Héloïse Pajadou’s Calvary (Le Calvaire de Héloïse Pajadou originally), by Lucien Descaves, and published for the first time in 1883, is a Naturalist novel set in mid-18th century France, during the French Second Empire or possibly later.
This is a tale of marital infidelity on the part of a vulgar, but wily, inveterate skirt-chaser, Pajadou, and the toll his extra-marital affairs, ever more audacious, take on his good, good-hearted, faithful wife Héloïse, who runs a laundry business with him and her mother, in a small country village outside Paris.
Just when Pajadouʼs behavior seemed like it could not get any worse, the family-owned business apprentices Reine, a girl “not yet fourteen years old; she looked twelve, if that. She was small in stature, very slender, with an immensely sweet prettiness. Her very blond and very fine hair were tucked up under a little white bonnet pulled down over her ears. But what was particularly pretty about her was her complexion. Her white skin, a transparent, delicately pink white skin, which her eyelashes cast a shadow on, gave her a luminous face: it was like a spray of flowers...”
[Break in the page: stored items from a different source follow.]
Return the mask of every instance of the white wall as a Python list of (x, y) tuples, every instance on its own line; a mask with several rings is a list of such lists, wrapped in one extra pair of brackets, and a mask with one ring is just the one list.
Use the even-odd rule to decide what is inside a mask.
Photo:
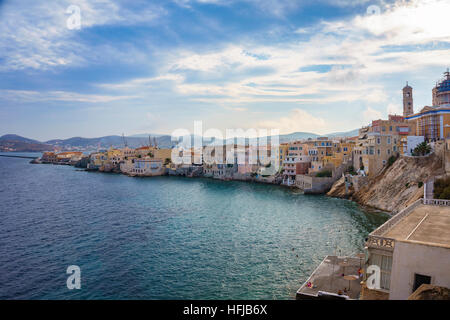
[(406, 154), (408, 156), (411, 155), (411, 150), (414, 150), (414, 148), (417, 147), (418, 144), (425, 141), (425, 138), (423, 136), (408, 136), (406, 137), (406, 139)]
[(408, 299), (415, 273), (431, 276), (432, 285), (450, 288), (450, 248), (395, 241), (389, 299)]

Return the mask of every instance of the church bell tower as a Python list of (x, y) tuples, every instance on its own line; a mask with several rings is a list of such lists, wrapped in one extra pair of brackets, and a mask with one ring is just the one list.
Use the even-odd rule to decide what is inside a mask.
[(406, 82), (406, 86), (403, 88), (403, 116), (407, 117), (414, 114), (413, 109), (413, 89)]

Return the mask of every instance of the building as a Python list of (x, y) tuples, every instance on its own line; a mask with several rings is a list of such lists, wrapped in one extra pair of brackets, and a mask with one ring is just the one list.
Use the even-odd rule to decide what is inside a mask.
[(94, 152), (89, 156), (88, 169), (100, 169), (108, 160), (106, 152)]
[[(362, 299), (408, 299), (421, 284), (450, 288), (450, 201), (433, 201), (440, 205), (420, 199), (369, 235)], [(379, 283), (370, 278), (377, 267)]]
[(450, 72), (432, 90), (432, 106), (423, 107), (420, 112), (408, 114), (405, 119), (415, 127), (415, 135), (424, 136), (427, 141), (450, 137)]
[(369, 132), (363, 134), (353, 149), (353, 167), (367, 176), (376, 176), (388, 163), (391, 156), (397, 156), (400, 138), (394, 134)]
[(402, 116), (390, 114), (388, 120), (373, 120), (369, 131), (381, 134), (408, 136), (415, 134), (415, 126), (413, 123), (406, 121)]
[(55, 152), (44, 152), (41, 157), (43, 163), (54, 163), (57, 161)]
[(161, 159), (132, 159), (120, 164), (120, 171), (130, 176), (160, 176), (165, 173)]
[(110, 165), (117, 166), (124, 159), (123, 151), (111, 147), (106, 152), (106, 158)]
[(311, 167), (309, 146), (303, 141), (293, 141), (288, 144), (287, 155), (283, 161), (283, 183), (292, 185), (297, 174), (305, 174)]
[[(414, 149), (425, 141), (423, 136), (407, 136), (405, 140), (401, 140), (401, 154), (411, 156)], [(406, 142), (406, 143), (405, 143)]]
[(432, 90), (433, 106), (450, 107), (450, 72), (444, 72), (444, 79)]
[(125, 147), (122, 149), (122, 154), (125, 160), (132, 159), (136, 156), (136, 151), (129, 147)]
[(279, 167), (283, 169), (283, 163), (289, 154), (289, 144), (281, 143), (279, 148)]
[(81, 151), (66, 151), (56, 154), (56, 161), (58, 163), (75, 163), (83, 157)]

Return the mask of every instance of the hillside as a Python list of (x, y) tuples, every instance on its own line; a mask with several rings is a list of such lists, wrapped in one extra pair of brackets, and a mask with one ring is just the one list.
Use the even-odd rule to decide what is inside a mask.
[(5, 134), (0, 137), (0, 151), (2, 152), (41, 152), (52, 149), (51, 145), (16, 134)]
[(395, 213), (423, 197), (424, 187), (421, 184), (431, 177), (444, 174), (442, 163), (439, 152), (428, 157), (400, 157), (357, 192), (350, 191), (346, 195), (344, 180), (341, 178), (327, 195), (348, 198), (362, 205)]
If you like Naturalism -- and what is there not to like about the Naturalist style of writing -- you will like this story. Which is not to say that it is pure Naturalism, but maybe it is (will need a definition here). In any case, I'm not entirely sure that Lucien Descaves hopped into the same bed with Emile Zola, as perhaps maybe Paul Alexis did. Literarily, not physically.
It is probably as Naturalistic a novel as one will find, get, or wish for, in the style of L'Assommoir arguably -- particularly if Naturalism refers to a written piece of literature whose theme scrapes along the bottom of the human well. If Naturalism means prurient, then this is Naturalist par excellence. If you like prurience, you'll love this novel. If you like Naturalism, the same.
It's a good read. In all transparency (as everything must be transparent nowadays, -- no more surprises -- from the comments we make, to the decisions we decide on, to the people we fantasize about, to every wretched thought rattling around in our head, to the clothes we wear like so many Kings in new habit), -- I translated it.